Thursday, March 26, 2015

Ted Cruz and the Quest for the GOP Obama

Ted Cruz's declaration that he's running for President doesn't make a lot of sense from the normal perspective. No one has ever given him any reason to suspect that he could become President. No poll has showed him with even ten percent support.  It only makes sense when you realize who Ted Cruz is modeling himself after: Barack Obama. Of course, he's not like Barack Obama in almost any way. But Ted Cruz doesn't know that. He doesn't see the real Barack Obama. He sees the conservative caricature of Barack Obama, and that's what he's trying to mimic.

Like Obama eight years ago, Ted Cruz is a first-term US Senator who hasn't achieved much in the Senate yet, but who is popular with some activists in his own party, and who is considered a rising star by some. That much is true. But that's pretty much where the resemblance ends. And that's apparently enough for Cruz to tell himself that he can follow Obama's route to the White House.

But in the real world, Ted Cruz is nowhere near the path Obama was on in 2007. Cruz doesn't have the base of donors he would need to run an actual campaign. He doesn't have the organization he would need, or the people to set up that organization; most of the talented GOP campaign-runners don't want anything to do with him. And he's got no support from other elected Republicans. Most Republicans hate Ted Cruz. Cruz announcing his candidacy for President is like someone saying that if you overlook his hitting, his fielding, his running, and his throwing, he's a lock for the Baseball Hall of Fame someday. Eight years ago, Candidate Obama was already building one of the most formidable national campaign organizations in decades. He had built relationships with major donors. He had major power brokers in his party, people like Ted Kennedy, urging him to run. If Cruz looked seriously at where he is right now and compared it to where Obama was at this point, he'd see how ridiculous he's being.
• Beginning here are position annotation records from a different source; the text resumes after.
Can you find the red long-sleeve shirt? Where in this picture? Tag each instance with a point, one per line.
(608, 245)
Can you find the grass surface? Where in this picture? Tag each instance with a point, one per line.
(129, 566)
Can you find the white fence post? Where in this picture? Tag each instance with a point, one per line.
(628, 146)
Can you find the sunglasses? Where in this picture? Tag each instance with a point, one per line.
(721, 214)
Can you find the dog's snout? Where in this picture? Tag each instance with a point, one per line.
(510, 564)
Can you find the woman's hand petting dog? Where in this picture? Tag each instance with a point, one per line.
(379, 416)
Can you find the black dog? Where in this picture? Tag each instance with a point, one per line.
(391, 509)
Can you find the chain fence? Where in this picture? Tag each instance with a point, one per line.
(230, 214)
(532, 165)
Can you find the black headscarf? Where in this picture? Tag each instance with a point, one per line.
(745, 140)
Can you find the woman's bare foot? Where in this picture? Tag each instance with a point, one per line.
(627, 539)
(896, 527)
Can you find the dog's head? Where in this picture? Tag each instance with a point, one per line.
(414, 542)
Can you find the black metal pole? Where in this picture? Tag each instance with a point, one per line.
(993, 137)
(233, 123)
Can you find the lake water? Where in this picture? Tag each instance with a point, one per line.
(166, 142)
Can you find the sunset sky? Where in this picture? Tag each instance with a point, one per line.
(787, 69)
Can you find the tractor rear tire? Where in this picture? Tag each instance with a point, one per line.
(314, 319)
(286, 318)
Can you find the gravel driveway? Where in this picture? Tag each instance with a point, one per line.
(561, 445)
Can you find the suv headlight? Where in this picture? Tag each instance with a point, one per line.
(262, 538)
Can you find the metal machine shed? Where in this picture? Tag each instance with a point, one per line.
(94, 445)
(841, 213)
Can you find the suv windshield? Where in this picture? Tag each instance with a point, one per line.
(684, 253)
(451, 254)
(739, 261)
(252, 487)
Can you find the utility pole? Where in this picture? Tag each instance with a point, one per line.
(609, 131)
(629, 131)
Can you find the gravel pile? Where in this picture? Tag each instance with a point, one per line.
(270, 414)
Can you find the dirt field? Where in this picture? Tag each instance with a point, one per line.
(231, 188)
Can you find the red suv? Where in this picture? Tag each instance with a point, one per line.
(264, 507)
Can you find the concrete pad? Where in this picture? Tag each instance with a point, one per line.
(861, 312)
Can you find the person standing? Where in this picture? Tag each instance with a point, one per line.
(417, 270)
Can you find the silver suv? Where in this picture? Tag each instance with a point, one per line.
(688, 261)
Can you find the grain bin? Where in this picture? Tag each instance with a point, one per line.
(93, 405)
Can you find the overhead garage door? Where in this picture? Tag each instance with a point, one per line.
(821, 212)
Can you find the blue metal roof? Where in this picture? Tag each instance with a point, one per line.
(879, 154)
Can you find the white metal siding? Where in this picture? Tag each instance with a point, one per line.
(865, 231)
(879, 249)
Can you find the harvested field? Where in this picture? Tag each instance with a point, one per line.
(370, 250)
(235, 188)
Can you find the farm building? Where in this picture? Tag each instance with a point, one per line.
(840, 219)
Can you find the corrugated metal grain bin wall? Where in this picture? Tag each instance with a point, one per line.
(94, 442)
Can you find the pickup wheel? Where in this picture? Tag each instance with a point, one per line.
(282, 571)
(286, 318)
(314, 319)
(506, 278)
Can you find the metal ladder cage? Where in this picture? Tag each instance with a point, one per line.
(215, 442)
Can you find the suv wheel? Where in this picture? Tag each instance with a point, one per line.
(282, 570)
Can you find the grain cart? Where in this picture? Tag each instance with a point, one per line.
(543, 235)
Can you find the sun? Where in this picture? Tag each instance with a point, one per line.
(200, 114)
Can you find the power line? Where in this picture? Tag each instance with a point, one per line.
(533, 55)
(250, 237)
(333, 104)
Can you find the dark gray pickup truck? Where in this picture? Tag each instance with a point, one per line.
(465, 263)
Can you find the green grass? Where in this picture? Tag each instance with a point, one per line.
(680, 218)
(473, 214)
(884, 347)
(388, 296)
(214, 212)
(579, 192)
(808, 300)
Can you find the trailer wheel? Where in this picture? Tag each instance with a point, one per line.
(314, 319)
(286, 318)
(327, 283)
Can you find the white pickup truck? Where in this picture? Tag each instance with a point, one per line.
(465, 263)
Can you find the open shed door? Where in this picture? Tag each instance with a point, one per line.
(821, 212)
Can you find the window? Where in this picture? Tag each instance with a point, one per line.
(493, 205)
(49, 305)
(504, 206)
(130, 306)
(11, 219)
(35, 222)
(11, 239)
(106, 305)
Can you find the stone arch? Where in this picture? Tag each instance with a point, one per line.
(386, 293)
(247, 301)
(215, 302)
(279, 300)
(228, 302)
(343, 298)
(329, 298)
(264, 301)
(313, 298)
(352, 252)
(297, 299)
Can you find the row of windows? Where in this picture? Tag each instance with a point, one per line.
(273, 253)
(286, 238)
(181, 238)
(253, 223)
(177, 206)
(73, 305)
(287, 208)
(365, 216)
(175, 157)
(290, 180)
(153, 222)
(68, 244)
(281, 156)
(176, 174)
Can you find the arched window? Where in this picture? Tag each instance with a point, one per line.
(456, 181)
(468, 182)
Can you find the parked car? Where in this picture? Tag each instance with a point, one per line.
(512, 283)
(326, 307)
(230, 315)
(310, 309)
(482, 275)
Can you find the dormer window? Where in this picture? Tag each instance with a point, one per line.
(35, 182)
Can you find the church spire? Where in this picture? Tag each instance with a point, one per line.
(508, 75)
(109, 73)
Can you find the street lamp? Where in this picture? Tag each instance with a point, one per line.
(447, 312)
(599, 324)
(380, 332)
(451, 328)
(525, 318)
But that would mean seeing Barack Obama as he actually is. And the Republicans are committed to seeing Barack Obama as merely a media phenomenon, a guy who might be a talented orator but doesn't have any substance. They're committed to seeing him as an incompetent manager, in over his head. So they don't allow themselves to understand even bottom-line facts about him. They forget about the terrifyingly efficient ground organization he built. They forget that he outplayed and out-strategized Hillary Clinton, who wasn't any naive newcomer. They prefer to believe that Obama is just an unqualified guy who made a couple of nice speeches and got lucky. So Ted Cruz is trying to run as that version of Obama: the reality-free "Imagine" speech he used to kick off his campaign is his idea of an Obama speech. Cruz actually imagines that some vacuous lofty rhetoric might be all he needs.

Cruz is not only ignoring the practical differences between Obama and himself (like, you know, having a plan and not having a plan). But he also misunderstands the differences between himself and Obama as candidates. Cruz is abrasive where Obama is affable. Cruz is way out on his own party's right wing; Obama has always been comfortably middle-of-the-road for a Democrat, but gets called a crazed radical socialist by the right-wing echo chamber. Instead of comparing himself to the actual Obama and moving toward the middle, Cruz compares himself to the Republican fantasy of Obama and tells himself that if a far-left-winger could win, a far-right-winger can. Of course, a far-left candidate hasn't.

The Republicans have made this mistake before; their first attempt to run their own Obama wasn't Ted Cruz but Sarah Palin. That seems ridiculous now, but Palin in 2008 looked to the Republicans almost exactly like Obama looked to the Republicans: inexperienced, with no real substance, but charismatic and exciting on the stump. Of course, the weakness in Palin's preparation started to show disastrously early whereas, to some Republicans' mystified frustration, Obama's alleged lack of preparation never gives itself away. The obvious explanation for that is something Republicans don't want to consider.

And of course the search for a Republican Obama, and Ted Cruz's hopes to follow what he thinks of as Obama's strategy, overlooks a major factor in 2008. One of the reasons that a senator with a short track record in Washington was viable that year, when he wouldn't have been in a normal election cycle, was the Iraq War. The newcomer was viable because the establishment candidates had all voted for a war which, by 2008, voters had come to see as a terrible mistake. Obama was elected as a newcomer because the old guard had screwed everything up so badly. And Republicans don't want to think about that reality at all.